Sunday, 23 January 2011

Royal Wedding Beer - Theakston's Prince of Ales 1981


A rather natty black and gold label adorned the Prince of Ales from Theakston's Brewery in Masham, North Yorkshire, brewed for the 1981 royal wedding. 275ml or 9.68 fluid ounces in a brown bottle but the point of difference for this beer was the stubby bottle design and the ring pull cap.

Alas after thirty years of being stored in poor conditions and its initial pasteurisation mean the beer is undrinkable.

Theakston's has had an interesting thirty years and has survived despite several set-backs. In 1981 the company had only eight pubs but the name of Old Peculier was already big in the free-trade.

In 1984 the company was taken over by Blackburn brewer, Matthew Brown, which was in turn gobbled up by Scottish and Newcastle in 1987. In 2004 the company returned to private hands when four Theakston brothers bought the company from S&N.

Hopefully we will see a 2011 version of the beer later in the spring.

4 comments:

Ghost Drinker said...

Very odd looking bottle indeed!
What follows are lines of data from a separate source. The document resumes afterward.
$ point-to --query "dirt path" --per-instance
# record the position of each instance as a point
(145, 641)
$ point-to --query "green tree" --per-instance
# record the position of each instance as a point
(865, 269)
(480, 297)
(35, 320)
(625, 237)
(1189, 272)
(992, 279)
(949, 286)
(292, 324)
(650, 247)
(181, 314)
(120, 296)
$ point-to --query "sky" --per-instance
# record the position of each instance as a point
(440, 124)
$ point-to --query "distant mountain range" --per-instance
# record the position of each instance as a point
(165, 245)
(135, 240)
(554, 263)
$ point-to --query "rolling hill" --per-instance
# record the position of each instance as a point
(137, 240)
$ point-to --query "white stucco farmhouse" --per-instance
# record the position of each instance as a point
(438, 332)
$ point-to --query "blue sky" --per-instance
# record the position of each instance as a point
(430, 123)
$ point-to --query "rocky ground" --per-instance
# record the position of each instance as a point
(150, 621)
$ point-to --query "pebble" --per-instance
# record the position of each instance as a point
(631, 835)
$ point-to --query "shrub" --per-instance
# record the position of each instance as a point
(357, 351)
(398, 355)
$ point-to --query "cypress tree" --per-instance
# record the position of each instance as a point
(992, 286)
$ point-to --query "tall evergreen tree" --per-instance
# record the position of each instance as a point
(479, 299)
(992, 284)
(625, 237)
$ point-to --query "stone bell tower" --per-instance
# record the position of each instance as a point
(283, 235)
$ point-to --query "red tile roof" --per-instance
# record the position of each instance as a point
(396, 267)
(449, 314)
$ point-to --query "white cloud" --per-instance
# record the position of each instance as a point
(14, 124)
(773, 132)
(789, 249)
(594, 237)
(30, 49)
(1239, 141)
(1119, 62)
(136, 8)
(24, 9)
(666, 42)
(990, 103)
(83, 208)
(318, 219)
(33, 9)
Wonder if the milk man dropped of a couple in the mornings.

Kieran Haslett-Moore said...

I think we were getting Greene King brewed Ruddles out here in something similar for a while.

The Beer Justice said...

I think also, more recently, Shepherd Neame's Spitfire was available in small stubby bottles with a screw cap.

"Eddie Rowles" said...

Those bottles are a sight for sore eyes!

They were the norm for me when I was a yougster starting my drinking career in my local Theakston's pub (Fleece in Northallerton) - and you didn't need a bottle opener.